Mereka dituding sebagai pemicu demonstrasi itu. Mereka dicurigai berlatar belakang pernah aktif di Partai Masyumi dan PSI (Partai Sosialis Indonesia), serta pendukung rezim Sukarno di zaman Orde Lama (Orla).
Tetapi banyak dari mereka bebas karena kurang bukti. Contohnya: Pengacara Yap Thiam Hien dan wartawan senior Pemimpin Harian Indonesia Raya, Mochtar Lubis. Mereka dilepas setelah setahun ditahan. Pengacara Adnan Buyung Nasution dibebaskan pada Oktober 1975 bersama sebelas mahasiswa, di antaranya: Judilherry Justam, Theo Sambuaga, Bambang Sulistomo, Eko Jatmiko, Yessy Moninca, dan Remy Leimena.
Malari Masih Misteri
Dari sekian banyak yang ditahan, hanya Hariman dan Sjahrir dari Universitas Indonesia serta Aini Chalid dari Universitas Gadjah Mada yang disidangkan ke pengadilan.
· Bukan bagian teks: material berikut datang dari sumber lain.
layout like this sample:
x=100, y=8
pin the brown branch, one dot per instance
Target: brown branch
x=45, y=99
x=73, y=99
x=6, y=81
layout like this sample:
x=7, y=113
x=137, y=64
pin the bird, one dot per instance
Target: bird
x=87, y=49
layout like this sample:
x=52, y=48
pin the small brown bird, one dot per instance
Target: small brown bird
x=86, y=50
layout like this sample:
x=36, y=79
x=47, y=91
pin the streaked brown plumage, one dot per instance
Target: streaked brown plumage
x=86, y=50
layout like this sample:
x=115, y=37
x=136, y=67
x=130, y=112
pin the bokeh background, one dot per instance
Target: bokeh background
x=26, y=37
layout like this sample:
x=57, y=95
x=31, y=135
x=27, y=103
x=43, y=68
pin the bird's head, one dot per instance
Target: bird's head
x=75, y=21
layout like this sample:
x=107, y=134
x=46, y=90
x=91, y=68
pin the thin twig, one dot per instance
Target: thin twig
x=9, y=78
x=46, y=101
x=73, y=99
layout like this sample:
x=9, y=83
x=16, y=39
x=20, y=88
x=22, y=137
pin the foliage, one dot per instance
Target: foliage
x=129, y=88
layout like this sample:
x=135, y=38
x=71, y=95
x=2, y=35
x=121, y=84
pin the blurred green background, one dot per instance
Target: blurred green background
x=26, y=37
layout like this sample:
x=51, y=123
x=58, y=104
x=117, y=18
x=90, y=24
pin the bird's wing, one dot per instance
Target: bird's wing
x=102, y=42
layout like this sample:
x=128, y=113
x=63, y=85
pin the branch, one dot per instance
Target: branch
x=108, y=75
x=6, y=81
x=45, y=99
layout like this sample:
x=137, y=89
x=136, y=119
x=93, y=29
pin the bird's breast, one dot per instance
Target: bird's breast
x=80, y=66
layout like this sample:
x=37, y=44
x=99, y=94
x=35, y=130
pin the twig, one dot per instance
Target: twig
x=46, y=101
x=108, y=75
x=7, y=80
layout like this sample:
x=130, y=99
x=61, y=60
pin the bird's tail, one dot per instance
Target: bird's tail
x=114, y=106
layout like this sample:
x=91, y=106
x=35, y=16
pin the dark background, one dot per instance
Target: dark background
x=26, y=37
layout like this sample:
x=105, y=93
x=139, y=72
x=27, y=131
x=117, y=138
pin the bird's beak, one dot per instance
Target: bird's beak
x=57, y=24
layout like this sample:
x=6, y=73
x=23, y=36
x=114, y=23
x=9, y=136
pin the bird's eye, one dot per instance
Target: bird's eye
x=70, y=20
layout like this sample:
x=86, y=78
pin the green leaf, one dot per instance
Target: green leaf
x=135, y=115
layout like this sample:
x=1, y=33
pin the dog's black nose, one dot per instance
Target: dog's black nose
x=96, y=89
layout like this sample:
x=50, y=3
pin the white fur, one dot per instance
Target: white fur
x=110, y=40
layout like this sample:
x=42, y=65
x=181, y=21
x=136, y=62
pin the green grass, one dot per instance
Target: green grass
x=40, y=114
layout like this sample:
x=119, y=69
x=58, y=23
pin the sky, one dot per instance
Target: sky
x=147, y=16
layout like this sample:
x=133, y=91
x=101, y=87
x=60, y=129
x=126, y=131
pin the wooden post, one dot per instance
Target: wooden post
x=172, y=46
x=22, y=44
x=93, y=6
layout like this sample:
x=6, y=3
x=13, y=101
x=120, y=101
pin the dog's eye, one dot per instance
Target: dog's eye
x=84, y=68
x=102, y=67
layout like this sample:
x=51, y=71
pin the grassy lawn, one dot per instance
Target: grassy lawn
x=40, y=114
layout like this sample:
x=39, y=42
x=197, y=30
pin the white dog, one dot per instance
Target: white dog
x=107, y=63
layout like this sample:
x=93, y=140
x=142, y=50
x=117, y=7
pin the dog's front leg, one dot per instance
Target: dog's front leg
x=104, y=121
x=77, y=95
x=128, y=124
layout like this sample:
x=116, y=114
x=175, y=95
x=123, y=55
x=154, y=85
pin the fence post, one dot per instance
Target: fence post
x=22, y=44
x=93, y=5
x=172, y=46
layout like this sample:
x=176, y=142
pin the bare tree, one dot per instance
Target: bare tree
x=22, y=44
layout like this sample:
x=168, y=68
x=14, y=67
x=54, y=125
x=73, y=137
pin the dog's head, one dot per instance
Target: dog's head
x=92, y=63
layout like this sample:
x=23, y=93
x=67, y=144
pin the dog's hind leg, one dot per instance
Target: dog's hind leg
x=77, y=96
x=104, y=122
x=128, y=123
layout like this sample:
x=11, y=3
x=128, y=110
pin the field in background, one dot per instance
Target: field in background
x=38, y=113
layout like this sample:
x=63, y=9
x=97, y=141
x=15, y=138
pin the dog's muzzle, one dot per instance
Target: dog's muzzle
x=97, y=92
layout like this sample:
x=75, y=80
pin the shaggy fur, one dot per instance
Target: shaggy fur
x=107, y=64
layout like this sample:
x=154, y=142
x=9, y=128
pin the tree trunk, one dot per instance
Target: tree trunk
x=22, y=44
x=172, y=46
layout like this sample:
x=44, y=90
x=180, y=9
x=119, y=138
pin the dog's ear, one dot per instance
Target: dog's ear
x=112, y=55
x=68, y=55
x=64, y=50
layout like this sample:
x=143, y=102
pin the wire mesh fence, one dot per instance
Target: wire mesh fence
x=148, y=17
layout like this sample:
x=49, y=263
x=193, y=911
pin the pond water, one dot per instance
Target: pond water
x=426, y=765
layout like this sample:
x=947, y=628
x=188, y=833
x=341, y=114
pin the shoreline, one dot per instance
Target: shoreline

Ke tiga tokoh mahasiswa ini dituduh melakukan perbuatan subversi dan makar. Jaksa penuntut umum menggunakan pernyataan Hariman dan Sjahrir dalam beberapa kali pertemuan, sebagai koordinator lapangan dan otak peristiwa itu.
Dalam persidangan, sejumlah saksi menarik keterangannya di berita acara pemeriksaan. Ada yang mengaku tak sadar dan merasa terancam saat memberikan kesaksian di depan petugas pemeriksa.
Walaupun tidak cukup bukti menggerakkan kerusuhan Malari 1974 itu, Hariman Siregar tetap dijatuhi dijatuhi hukuman enam setengah tahun penjara pada 21 Desember 1974. Hakim menganggap “kelalaiannya telah berujung pada aksi pembakaran dan perusakan”.
Pada tanggal 12 Juni 1975, majelis hakim yang dipimpin Anton Abdurrahman Putera juga menjatuhkan hukuman enam tahun enam bulan penjara krpada Sjahrir. Sedangkan Aini Chalid, divonis dua tahun dua bulan.
Mereka yang ditahan itu, dikenakan Undang-Undang Antisubversi. Sebagian dibebaskan setahun setelah dipenjara sebab terbukti tidak terlibat.
Kendati peristiwa ini berdampak cukup besar, sesungguhnya hingga kini persoalan kerusuhan itu tidak pernah terungkap.
Sjahrir mengatakan, pengadilan tidak mampu membuktikan mahasiswa ada yang menjadi dalang di balik aksi pembakaran mobil dan penjarahan itu.
Boleh dikatakan latar belakang kerusuhan dan kekacauan, yang terjadi usai Demo Mahasiswa 15 Januari 1974 itu, masih mengandung misteri.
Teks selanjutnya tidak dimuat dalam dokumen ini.